Enfin, il faut garder à l’esprit que le fait d’être hébergé dans un centre d’accueil est une situation qui est difficilement comparable avec le fait d’être locataire ou propriétaire d’un logement traditionnel. Beaucoup de demandeurs d’asile doivent, par exemple, partager leur chambre et/ou des pièces de vie avec d’autres personnes ou familles et, dans tous les cas, quitter ces logements une fois que leur dossier a été étudié.

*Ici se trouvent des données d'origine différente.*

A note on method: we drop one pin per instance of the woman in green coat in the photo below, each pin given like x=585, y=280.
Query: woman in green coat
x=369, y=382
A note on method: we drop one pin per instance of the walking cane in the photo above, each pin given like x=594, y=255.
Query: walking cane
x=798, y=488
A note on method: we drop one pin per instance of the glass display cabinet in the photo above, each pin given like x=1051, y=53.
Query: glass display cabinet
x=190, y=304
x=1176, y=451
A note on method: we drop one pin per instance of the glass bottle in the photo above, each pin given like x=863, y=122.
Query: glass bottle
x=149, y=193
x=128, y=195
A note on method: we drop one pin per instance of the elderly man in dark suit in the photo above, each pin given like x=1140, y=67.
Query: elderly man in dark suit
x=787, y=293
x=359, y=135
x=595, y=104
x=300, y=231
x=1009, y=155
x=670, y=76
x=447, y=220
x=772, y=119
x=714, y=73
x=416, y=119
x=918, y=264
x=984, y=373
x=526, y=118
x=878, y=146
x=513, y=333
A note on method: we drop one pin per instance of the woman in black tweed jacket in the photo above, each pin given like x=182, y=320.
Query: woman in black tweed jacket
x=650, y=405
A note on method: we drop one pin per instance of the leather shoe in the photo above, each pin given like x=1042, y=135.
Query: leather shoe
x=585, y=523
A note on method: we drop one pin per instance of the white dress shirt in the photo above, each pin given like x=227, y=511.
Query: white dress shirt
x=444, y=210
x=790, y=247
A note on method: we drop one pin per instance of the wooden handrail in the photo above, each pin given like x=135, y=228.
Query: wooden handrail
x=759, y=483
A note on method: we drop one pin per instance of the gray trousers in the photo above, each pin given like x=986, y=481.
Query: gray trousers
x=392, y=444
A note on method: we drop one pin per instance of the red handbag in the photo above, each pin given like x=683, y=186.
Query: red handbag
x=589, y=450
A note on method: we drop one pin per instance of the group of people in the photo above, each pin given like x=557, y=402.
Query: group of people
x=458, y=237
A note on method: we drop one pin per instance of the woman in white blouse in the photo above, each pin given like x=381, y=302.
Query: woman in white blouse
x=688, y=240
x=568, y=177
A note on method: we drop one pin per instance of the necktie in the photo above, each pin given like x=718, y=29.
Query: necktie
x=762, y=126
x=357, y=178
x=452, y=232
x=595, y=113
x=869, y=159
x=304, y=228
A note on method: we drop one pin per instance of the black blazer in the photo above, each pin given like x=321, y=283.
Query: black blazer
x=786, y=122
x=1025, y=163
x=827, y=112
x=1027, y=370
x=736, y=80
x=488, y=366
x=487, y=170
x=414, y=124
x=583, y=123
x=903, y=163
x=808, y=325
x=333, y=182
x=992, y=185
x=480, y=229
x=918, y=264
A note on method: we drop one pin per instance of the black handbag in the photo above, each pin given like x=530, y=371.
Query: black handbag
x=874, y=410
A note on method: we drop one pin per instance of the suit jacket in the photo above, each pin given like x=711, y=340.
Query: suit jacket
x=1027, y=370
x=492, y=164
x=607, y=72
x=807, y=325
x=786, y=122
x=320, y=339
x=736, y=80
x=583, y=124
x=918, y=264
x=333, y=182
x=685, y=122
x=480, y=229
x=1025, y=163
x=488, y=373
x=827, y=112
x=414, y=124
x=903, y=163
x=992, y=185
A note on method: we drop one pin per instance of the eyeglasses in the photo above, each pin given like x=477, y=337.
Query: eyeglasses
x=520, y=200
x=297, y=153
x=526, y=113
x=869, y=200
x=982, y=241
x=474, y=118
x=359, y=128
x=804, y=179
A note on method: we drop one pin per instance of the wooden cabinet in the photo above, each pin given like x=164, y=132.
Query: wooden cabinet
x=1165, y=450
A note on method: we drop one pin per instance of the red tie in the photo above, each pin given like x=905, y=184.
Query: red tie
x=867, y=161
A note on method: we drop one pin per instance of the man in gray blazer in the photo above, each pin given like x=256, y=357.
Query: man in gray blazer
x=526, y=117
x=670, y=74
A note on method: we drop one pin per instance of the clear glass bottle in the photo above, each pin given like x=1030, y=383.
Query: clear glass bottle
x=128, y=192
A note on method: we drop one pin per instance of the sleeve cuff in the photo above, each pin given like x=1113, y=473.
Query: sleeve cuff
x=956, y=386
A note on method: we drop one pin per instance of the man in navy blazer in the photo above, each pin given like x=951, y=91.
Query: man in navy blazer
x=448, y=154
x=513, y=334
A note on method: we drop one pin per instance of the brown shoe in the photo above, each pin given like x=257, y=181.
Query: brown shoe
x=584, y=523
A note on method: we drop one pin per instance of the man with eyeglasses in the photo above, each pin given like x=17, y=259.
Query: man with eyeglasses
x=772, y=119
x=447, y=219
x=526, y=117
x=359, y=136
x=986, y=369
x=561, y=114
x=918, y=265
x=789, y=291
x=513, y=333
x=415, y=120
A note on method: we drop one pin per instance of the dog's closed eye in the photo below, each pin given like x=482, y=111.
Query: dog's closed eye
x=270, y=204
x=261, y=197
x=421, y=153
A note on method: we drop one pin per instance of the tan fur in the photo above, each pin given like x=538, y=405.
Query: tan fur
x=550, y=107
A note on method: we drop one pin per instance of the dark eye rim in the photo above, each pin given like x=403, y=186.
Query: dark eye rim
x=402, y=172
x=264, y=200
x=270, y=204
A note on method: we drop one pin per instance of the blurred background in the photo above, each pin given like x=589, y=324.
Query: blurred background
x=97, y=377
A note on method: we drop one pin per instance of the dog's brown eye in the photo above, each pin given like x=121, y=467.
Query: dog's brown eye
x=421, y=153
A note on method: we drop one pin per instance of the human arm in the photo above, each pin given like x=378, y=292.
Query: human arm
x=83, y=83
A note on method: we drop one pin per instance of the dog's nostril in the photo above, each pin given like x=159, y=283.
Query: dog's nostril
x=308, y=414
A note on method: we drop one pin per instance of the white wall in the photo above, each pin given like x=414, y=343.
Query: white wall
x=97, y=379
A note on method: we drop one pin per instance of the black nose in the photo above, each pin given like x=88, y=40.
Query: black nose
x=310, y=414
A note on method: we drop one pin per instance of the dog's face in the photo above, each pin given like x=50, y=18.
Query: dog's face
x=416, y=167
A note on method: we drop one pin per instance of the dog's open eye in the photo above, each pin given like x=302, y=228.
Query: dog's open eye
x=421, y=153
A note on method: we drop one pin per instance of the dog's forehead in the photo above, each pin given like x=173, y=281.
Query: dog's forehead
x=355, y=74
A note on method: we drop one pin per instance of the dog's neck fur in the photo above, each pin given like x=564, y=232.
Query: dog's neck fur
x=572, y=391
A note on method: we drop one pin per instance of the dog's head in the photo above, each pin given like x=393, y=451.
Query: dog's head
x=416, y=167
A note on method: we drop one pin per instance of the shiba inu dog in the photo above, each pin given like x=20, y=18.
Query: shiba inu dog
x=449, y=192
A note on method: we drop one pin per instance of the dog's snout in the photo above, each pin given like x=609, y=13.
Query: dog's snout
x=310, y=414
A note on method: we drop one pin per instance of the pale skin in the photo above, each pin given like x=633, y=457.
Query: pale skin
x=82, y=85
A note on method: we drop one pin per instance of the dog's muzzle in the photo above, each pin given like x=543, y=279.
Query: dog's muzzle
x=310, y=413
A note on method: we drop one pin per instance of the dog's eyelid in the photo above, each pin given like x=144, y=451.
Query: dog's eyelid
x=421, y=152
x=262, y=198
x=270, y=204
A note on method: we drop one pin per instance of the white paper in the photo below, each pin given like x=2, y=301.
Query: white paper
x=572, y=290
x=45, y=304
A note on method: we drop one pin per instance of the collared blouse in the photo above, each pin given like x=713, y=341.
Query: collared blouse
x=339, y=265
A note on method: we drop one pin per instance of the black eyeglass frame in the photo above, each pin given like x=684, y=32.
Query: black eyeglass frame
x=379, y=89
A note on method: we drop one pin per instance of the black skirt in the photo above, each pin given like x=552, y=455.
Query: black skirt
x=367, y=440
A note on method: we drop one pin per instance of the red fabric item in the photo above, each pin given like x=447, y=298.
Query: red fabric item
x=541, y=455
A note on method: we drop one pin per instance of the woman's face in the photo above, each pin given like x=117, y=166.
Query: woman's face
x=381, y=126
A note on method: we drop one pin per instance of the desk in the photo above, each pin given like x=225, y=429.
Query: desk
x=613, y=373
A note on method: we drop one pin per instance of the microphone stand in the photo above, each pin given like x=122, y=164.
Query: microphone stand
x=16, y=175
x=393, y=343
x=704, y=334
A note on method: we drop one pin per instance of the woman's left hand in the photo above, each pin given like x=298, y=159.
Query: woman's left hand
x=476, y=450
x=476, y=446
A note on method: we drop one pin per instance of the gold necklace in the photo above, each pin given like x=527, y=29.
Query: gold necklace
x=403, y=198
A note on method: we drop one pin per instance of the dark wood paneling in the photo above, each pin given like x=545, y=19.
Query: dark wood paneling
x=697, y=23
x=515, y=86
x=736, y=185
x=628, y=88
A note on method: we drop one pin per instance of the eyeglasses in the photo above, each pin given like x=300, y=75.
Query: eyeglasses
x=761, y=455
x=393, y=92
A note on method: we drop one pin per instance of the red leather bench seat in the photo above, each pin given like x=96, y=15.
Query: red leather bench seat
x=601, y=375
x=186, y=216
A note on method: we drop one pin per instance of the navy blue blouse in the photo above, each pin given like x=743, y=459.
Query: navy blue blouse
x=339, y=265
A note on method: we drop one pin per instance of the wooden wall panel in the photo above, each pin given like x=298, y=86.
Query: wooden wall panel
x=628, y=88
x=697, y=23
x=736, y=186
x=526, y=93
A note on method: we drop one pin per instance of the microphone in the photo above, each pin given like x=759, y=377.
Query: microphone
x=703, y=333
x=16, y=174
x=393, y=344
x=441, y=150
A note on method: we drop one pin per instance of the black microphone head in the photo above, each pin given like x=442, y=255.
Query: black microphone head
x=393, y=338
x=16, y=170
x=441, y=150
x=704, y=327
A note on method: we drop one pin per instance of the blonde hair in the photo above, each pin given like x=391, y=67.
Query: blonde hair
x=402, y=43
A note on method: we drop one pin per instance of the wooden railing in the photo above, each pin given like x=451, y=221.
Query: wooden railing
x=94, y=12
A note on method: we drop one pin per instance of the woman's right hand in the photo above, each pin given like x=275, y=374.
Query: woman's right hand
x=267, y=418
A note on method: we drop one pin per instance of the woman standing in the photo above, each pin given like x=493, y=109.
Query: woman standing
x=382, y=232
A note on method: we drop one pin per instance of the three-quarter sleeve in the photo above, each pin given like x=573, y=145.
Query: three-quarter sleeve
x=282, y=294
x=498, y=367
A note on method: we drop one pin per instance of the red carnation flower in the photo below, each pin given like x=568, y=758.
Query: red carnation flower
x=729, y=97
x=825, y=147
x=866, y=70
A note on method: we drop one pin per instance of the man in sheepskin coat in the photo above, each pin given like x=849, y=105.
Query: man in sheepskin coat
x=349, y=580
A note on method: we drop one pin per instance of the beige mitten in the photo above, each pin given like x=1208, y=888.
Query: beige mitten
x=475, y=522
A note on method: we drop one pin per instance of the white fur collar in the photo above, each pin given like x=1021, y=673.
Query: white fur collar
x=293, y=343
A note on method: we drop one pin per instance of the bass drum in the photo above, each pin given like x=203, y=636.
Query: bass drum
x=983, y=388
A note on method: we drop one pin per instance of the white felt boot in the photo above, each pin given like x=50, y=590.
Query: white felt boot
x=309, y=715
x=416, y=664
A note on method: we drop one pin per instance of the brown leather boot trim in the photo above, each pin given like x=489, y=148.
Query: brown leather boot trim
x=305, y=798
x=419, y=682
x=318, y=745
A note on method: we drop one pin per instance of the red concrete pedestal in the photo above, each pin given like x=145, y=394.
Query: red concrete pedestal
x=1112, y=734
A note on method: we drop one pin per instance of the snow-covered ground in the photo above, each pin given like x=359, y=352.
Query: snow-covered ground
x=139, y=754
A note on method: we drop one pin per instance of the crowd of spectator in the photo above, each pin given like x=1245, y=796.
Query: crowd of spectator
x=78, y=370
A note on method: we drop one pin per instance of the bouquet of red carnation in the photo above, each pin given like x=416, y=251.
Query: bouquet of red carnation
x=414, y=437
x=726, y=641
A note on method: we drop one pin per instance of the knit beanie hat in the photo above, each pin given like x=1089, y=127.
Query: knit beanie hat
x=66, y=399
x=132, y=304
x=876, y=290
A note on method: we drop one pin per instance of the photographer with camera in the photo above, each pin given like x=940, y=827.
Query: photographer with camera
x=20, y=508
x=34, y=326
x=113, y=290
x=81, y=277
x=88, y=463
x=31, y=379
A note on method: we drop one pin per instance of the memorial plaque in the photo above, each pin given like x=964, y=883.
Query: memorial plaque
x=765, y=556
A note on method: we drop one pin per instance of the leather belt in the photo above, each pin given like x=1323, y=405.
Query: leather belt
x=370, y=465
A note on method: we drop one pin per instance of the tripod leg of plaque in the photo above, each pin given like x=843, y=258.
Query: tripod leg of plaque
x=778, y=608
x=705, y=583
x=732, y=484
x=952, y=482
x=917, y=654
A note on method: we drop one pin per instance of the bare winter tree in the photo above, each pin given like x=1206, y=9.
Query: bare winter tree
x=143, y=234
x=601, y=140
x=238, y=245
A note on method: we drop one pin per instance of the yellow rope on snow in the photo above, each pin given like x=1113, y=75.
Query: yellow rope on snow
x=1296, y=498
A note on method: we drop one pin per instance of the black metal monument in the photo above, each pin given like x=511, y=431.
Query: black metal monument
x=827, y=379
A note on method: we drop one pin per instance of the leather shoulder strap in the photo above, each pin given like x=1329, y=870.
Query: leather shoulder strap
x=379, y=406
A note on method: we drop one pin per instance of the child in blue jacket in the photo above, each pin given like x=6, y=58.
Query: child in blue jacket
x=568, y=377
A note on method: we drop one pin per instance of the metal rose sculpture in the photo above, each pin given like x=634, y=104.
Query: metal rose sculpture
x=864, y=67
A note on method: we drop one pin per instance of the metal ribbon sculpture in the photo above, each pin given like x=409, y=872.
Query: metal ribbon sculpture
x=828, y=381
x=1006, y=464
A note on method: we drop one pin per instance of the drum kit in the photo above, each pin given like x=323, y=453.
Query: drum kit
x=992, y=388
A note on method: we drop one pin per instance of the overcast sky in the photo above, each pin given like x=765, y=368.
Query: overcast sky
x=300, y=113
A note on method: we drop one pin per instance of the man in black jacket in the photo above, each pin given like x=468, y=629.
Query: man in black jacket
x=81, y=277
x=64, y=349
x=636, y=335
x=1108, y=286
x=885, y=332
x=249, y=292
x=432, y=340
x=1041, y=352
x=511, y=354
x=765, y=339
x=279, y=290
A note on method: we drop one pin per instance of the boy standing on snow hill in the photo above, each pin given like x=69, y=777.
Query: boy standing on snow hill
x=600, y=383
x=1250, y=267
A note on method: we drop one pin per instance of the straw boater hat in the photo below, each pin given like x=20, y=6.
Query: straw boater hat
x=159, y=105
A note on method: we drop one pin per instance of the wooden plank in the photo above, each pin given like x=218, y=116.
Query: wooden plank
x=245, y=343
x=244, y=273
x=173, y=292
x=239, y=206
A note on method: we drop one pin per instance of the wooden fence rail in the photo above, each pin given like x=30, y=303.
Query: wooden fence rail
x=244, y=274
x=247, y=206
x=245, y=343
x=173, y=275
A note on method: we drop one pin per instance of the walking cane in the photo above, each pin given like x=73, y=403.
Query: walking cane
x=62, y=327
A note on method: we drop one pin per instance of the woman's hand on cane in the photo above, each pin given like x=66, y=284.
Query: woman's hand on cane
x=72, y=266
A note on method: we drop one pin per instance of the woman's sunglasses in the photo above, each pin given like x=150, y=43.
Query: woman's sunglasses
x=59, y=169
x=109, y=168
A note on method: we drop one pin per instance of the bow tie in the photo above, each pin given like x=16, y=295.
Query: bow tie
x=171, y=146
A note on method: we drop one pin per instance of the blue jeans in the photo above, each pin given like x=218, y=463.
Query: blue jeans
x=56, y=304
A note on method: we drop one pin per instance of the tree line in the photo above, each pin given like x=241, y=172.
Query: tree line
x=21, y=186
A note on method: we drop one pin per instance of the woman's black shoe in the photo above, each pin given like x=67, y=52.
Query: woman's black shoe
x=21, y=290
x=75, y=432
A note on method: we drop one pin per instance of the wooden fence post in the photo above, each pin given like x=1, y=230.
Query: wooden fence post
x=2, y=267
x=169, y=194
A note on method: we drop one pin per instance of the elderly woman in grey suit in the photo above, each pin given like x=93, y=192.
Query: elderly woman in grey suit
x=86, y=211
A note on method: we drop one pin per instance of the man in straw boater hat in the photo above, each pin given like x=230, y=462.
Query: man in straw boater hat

5. Un faux argument sur les chiffres du chômage

Ce qu’elle a dit :

« Il y a six millions de Français qui sont au chômage aujourd’hui », a affirmé Marine Le Pen. Le taux de chômage « est descendu sous les 9 % », a alors fait valoir Nathalie Loiseau. « Ce n’est pas vrai », a rétorqué l’ancienne candidate à la présidentielle. « Pôle emploi dit l’inverse de l’Insee […], vous prenez les chiffres quand ça vous arrange. »

POURQUOI C’EST FAUX

Marine Le Pen entretient ici plusieurs confusions. D’abord sur le recul du chômage observé ces derniers mois. Au quatrième trimestre 2018, le taux de chômage était de 8,8 % en France (hors Mayotte), son plus bas niveau depuis 2009, selon l’Insee. La baisse reste relative, de l’ordre de 0,3 point sur l’année.

Il est vrai qu’il existe une autre statistique sur le chômage, celle de Pôle emploi, avec une méthodologie différente. Mais contrairement à ce que dit la dirigeante du RN, elle fait également apparaître un recul du chômage : le nombre de demandeurs d’emploi en catégorie A, c’est-à-dire ceux qui n’ont pas d’activité, a diminué de l’ordre de 1,4 % sur un an en France.

Dans les deux cas, la baisse reste modérée, mais bien réelle. Marine Le Pen a donc tort d’opposer les deux sources sur la période récente. Il est arrivé par le passé que l’Insee et Pôle emploi fassent apparaître des tendances divergentes, mais ce n’est pas le cas ici.

Enfin, le chiffre en lui-même de « six millions de chômeurs » avancés par Marine Le Pen est trompeur. En réalité, on comptait 3,7 millions de personnes sans activité (catégorie A selon Pôle emploi en France) environ fin 2018. Pour arriver aux six millions évoqués par la députée, il faut ajouter les catégories B et C de Pôle emploi (pour un total de 5,9 millions précisément). Mais les 2,2 millions de demandeurs d’emploi supplémentaires intégrés à ce calcul ont tout de même une activité, mais à temps partiel : ce ne sont pas des chômeurs.